Intuition regarding the directional derivative

130 Views Asked by At

The directional derivative is defined as,

$$ D_{\vec{v}} f(x,y,z) = \nabla f \cdot \vec{v}$$

Now, this gives a scalar indicating how much a scalar function changes in direction of some unit vector. What confuses is me is that, sometimes I see it written as this

$$ D_{v} f( \vec{x}) = \nabla f \cdot v$$

Like, giving a vector input into the function. What is the idea behind this? From what I know, vectors and points are completely different kind of mathematical objects (but related)

And, other times in physics, I see it written as

$$ D_{\vec{v}} \phi = \frac{ d \phi( \vec{ r (t) } ) }{dt}$$

Now how exactly is all these different definitions connected?

1

There are 1 best solutions below

4
On BEST ANSWER

On a very technical level, points and vectors are different, that's true. Vectors are elements of a vector space, and points are elements of an affine space (the definition of which is not important for this answer). Derivatives of all kind are at first only defined on vector spaces. To rigorously define derivatives on affine spaces, we have to do some more legwork, which is usually done in differential geometry (affine spaces are an especially simple kind of manifold, the central object of study in differential geometry). But affine spaces have the nice property that they are almost like a vector space in the sense that we can just pick a point, declare it to be the origin, and then treat every point the same as the vector connecting the origin with that point. So any function on a set of "points" can be thought of as a function on a set of vectors, and any calculus we do on the vector function translates perfectly to calculus on the point function. And in that sense, it really makes no difference wether we write a function using coordinates of a point as arguments, or vectors. In many ways, using vectors is actually nicer, because coordinate free math usually tells us a lot more about the actual structure of the mathematical theory, because it doesn't depend on arbitrary choices (like picking a coordinate system).

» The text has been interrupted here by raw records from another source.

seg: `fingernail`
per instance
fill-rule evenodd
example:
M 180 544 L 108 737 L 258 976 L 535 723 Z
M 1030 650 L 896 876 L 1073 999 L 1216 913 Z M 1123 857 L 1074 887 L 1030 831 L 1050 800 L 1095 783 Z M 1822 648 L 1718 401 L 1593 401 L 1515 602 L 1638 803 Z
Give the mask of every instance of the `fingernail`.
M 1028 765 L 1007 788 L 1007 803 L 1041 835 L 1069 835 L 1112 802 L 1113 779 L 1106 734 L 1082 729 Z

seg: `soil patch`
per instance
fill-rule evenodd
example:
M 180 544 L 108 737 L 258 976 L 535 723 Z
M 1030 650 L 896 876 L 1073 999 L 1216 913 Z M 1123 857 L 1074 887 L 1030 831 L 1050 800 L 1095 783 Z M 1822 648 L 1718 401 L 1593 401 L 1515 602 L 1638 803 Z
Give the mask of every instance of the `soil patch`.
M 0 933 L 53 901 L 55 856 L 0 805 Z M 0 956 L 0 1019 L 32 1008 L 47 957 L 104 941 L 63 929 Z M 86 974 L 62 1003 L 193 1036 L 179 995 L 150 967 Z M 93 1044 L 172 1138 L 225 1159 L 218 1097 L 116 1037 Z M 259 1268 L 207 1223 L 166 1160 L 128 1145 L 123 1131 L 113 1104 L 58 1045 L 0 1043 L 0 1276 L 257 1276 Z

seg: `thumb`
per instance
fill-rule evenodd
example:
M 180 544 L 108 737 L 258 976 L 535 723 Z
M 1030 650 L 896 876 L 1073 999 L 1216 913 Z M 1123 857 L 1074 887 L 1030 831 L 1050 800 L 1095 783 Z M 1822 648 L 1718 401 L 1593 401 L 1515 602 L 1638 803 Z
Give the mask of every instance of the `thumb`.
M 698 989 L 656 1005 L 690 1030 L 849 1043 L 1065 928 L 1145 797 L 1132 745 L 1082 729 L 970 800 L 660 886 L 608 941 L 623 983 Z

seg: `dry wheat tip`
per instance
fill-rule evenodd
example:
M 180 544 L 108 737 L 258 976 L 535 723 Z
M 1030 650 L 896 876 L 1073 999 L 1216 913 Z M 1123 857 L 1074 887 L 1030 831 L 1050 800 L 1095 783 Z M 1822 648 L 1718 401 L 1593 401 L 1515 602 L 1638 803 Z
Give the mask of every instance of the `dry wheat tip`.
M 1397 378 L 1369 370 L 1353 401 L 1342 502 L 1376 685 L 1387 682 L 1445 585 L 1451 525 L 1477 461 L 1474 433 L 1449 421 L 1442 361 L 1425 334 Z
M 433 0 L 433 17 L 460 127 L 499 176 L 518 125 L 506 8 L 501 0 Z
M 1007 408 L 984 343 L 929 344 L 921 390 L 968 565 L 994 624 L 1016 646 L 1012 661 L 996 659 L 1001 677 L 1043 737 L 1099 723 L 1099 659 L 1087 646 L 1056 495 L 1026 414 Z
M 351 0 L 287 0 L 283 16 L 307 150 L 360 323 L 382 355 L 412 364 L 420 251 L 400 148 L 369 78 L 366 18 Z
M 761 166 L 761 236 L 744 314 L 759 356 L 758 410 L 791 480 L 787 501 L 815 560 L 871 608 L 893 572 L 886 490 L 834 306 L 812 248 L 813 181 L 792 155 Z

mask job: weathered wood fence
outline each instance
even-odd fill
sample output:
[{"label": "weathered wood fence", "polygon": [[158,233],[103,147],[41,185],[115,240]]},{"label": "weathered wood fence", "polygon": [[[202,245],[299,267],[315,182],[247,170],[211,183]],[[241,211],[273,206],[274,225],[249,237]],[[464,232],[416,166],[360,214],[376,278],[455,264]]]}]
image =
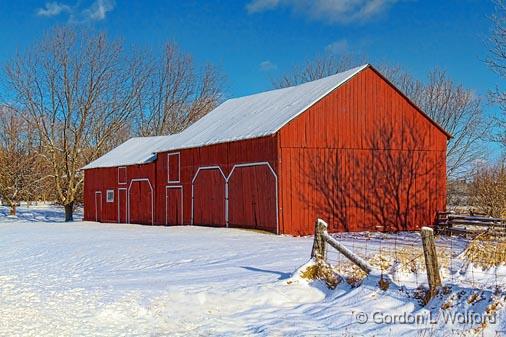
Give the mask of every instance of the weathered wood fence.
[{"label": "weathered wood fence", "polygon": [[[426,301],[428,301],[435,294],[437,294],[438,288],[441,287],[441,276],[439,272],[439,263],[437,260],[433,229],[429,227],[422,227],[421,237],[425,257],[425,266],[427,269],[427,280],[429,283],[429,292],[427,293],[426,298]],[[321,219],[318,219],[315,223],[315,235],[311,257],[315,260],[326,260],[328,246],[337,250],[344,257],[346,257],[361,270],[363,270],[367,275],[379,277],[380,284],[384,284],[386,281],[392,282],[390,276],[385,275],[381,270],[375,268],[374,266],[371,266],[366,260],[333,238],[328,233],[327,223]]]},{"label": "weathered wood fence", "polygon": [[473,235],[488,232],[506,236],[506,219],[440,212],[437,215],[436,229],[439,233],[448,235]]}]

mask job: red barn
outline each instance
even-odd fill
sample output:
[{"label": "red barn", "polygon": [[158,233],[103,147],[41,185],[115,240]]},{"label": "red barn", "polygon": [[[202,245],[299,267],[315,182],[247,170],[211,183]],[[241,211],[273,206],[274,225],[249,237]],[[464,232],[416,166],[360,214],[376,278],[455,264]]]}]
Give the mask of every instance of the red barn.
[{"label": "red barn", "polygon": [[445,209],[449,137],[364,65],[227,100],[179,134],[128,140],[84,167],[84,218],[413,230]]}]

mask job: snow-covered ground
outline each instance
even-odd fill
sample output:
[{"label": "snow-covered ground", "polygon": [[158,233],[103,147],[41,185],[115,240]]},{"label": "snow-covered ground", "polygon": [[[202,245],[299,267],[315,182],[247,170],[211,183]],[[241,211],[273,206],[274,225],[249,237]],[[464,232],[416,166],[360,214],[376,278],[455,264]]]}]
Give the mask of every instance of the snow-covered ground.
[{"label": "snow-covered ground", "polygon": [[[424,306],[409,278],[383,291],[373,279],[329,290],[292,277],[311,238],[62,223],[62,210],[45,207],[6,214],[0,207],[0,336],[506,336],[504,289],[472,288],[465,273]],[[356,234],[339,239],[359,249]],[[496,320],[462,324],[471,311]]]}]

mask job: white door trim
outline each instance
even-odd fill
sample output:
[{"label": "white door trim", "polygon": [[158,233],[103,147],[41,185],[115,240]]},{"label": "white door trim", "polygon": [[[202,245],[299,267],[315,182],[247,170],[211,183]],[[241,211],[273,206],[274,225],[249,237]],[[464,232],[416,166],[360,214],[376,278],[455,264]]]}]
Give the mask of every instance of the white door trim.
[{"label": "white door trim", "polygon": [[149,189],[151,190],[151,224],[153,225],[155,223],[155,210],[154,210],[154,191],[153,191],[153,186],[151,185],[151,181],[149,180],[149,178],[136,178],[136,179],[132,179],[130,180],[130,184],[128,185],[128,195],[127,195],[127,209],[128,209],[128,212],[127,212],[127,223],[130,223],[130,189],[132,188],[132,183],[134,182],[142,182],[142,181],[147,181],[148,184],[149,184]]},{"label": "white door trim", "polygon": [[[177,156],[177,180],[170,180],[170,157]],[[181,182],[181,152],[167,153],[167,183],[180,183]]]},{"label": "white door trim", "polygon": [[181,219],[179,220],[180,221],[180,225],[183,224],[183,185],[175,185],[175,186],[165,186],[165,225],[168,225],[169,224],[169,221],[168,221],[168,217],[167,217],[167,213],[168,213],[168,209],[167,209],[167,199],[169,198],[169,189],[171,188],[177,188],[177,189],[180,189],[181,190],[181,194],[180,194],[180,197],[181,197]]},{"label": "white door trim", "polygon": [[[119,171],[125,170],[125,181],[122,182],[119,180]],[[127,176],[127,167],[126,166],[120,166],[118,167],[118,185],[126,185],[128,183],[128,176]]]},{"label": "white door trim", "polygon": [[194,202],[194,198],[195,198],[194,185],[195,185],[195,180],[197,179],[198,174],[201,170],[219,170],[223,179],[225,180],[225,222],[226,222],[226,226],[228,227],[228,225],[229,225],[229,223],[228,223],[228,220],[229,220],[228,183],[229,183],[230,179],[232,178],[232,175],[234,174],[234,171],[236,170],[236,168],[252,167],[252,166],[267,166],[269,168],[269,170],[271,171],[272,176],[274,177],[274,188],[275,188],[275,194],[276,194],[275,195],[275,198],[276,198],[276,234],[279,234],[278,176],[277,176],[276,172],[274,171],[274,169],[272,168],[271,164],[267,161],[235,164],[232,167],[232,169],[230,170],[230,173],[228,174],[228,176],[225,176],[225,174],[223,173],[223,170],[218,165],[199,167],[192,179],[191,224],[192,225],[194,224],[194,217],[193,217],[193,212],[194,212],[193,202]]},{"label": "white door trim", "polygon": [[[121,223],[121,192],[120,191],[125,191],[126,192],[125,194],[128,194],[128,190],[126,187],[118,188],[118,223]],[[126,197],[128,198],[128,195]],[[127,201],[127,204],[128,204],[128,201]],[[125,205],[125,218],[126,218],[125,222],[128,222],[127,208],[128,208],[128,205]]]},{"label": "white door trim", "polygon": [[[227,189],[228,189],[228,182],[232,178],[232,174],[235,171],[235,168],[238,167],[252,167],[252,166],[267,166],[269,170],[271,171],[273,177],[274,177],[274,187],[275,187],[275,197],[276,197],[276,234],[279,234],[279,209],[278,209],[278,176],[274,169],[272,168],[271,164],[267,161],[260,161],[260,162],[251,162],[251,163],[243,163],[243,164],[235,164],[232,169],[230,170],[230,173],[227,177]],[[228,191],[227,191],[228,195]],[[227,198],[227,213],[228,213],[228,198]],[[227,227],[228,227],[228,214],[227,214]]]},{"label": "white door trim", "polygon": [[100,194],[100,220],[102,221],[102,207],[104,207],[104,203],[102,202],[102,191],[95,191],[95,222],[98,222],[98,204],[97,204],[97,194]]},{"label": "white door trim", "polygon": [[227,208],[228,208],[228,187],[227,187],[227,177],[225,176],[225,174],[223,173],[223,170],[221,169],[220,166],[218,165],[213,165],[213,166],[200,166],[198,169],[197,169],[197,172],[195,172],[195,175],[193,176],[193,179],[192,179],[192,203],[191,203],[191,224],[193,225],[193,200],[195,198],[195,190],[194,190],[194,185],[195,185],[195,180],[197,179],[200,171],[204,171],[204,170],[218,170],[220,171],[221,173],[221,176],[223,177],[223,181],[225,182],[225,224],[226,226],[228,227],[228,219],[227,219],[227,216],[228,216],[228,211],[227,211]]}]

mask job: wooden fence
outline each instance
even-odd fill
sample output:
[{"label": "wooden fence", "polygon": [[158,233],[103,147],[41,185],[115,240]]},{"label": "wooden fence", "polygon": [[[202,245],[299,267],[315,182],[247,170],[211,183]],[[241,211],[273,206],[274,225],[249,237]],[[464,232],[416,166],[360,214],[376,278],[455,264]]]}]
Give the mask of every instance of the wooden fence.
[{"label": "wooden fence", "polygon": [[[327,248],[332,247],[352,263],[354,263],[367,275],[369,275],[369,277],[377,278],[380,288],[388,288],[388,284],[392,283],[392,280],[388,274],[385,274],[378,268],[370,265],[365,259],[341,244],[338,240],[336,240],[328,233],[327,228],[328,225],[325,221],[321,219],[316,220],[311,258],[313,258],[317,264],[321,261],[326,262]],[[441,287],[441,276],[436,253],[434,231],[432,228],[422,227],[420,233],[422,237],[425,266],[427,270],[427,280],[429,283],[429,291],[427,293],[427,297],[425,298],[425,300],[428,301],[437,293],[438,289]]]},{"label": "wooden fence", "polygon": [[490,233],[506,236],[506,219],[484,215],[465,215],[453,212],[440,212],[437,216],[436,229],[442,234],[475,235]]}]

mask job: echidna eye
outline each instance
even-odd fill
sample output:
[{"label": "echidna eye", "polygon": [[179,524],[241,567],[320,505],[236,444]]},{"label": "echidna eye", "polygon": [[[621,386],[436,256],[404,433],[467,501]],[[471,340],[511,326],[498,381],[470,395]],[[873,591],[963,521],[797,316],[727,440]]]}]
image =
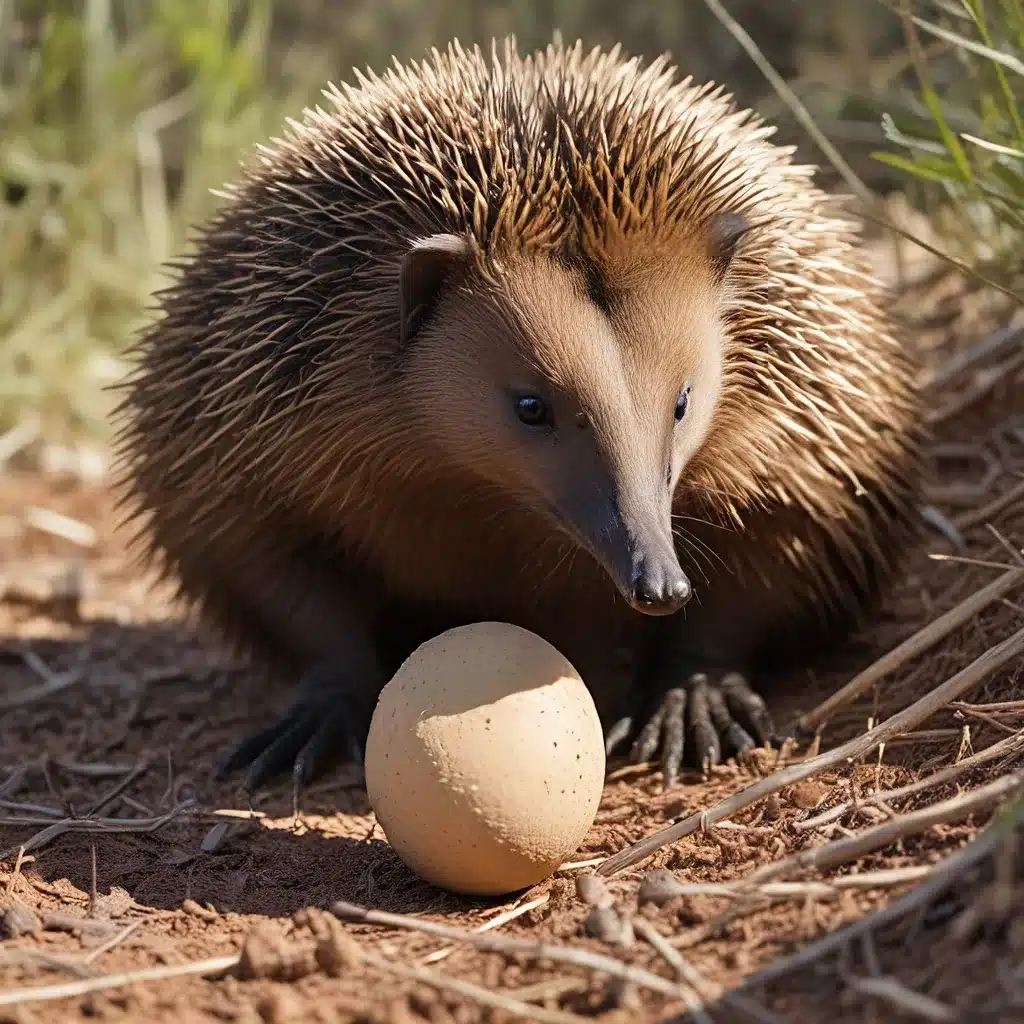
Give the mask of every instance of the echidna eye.
[{"label": "echidna eye", "polygon": [[676,399],[676,423],[678,423],[686,415],[686,410],[690,407],[690,385],[687,384],[682,391],[679,392],[679,397]]},{"label": "echidna eye", "polygon": [[516,415],[528,427],[546,426],[550,417],[544,400],[536,395],[525,395],[516,402]]}]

And about the directional derivative: the first two are not good definitions, in my opinion. They are formulas which, under specific circumstances, can be derived from a definition which actually captures the essence of a directional derivative: the instantaneous rate of change at a point if that point is approached along a specific path (the "direction"). In the "physical" definition, $r(t)$ is the path, and $\phi(r(t))$ is the function evaluated along the path. The rate of change along the path at $r_0:=r(t_0)$ is then

$$\left.\frac{\mathrm d\phi(r(t))}{\mathrm dt}\right\vert_{t=t_0}.$$

So that's a good definition of the directional derivative along the path $r$. And if $r(t)=r_0+v(t-t_0)$, then the path is a straight line through $r_0$ in the direction $v$, and we can say that the directional derivative at $r_0$ in direction $v$ is the directional derivative along the path $r(t):=r_0+v(t-t_0)$ at $r(t_0)=r_0$.

And only now can we also find that if a function is totally differentiable (which it doesn't need to be, even if all directional derivatives exist!), then the directional derivative in the direction $v$ can be calculated as $\mathrm D_v f=\nabla f\cdot v$. It's just a special case of the multivariable chain rule applied to $f\circ r$, which only holds for totally differentiable functions.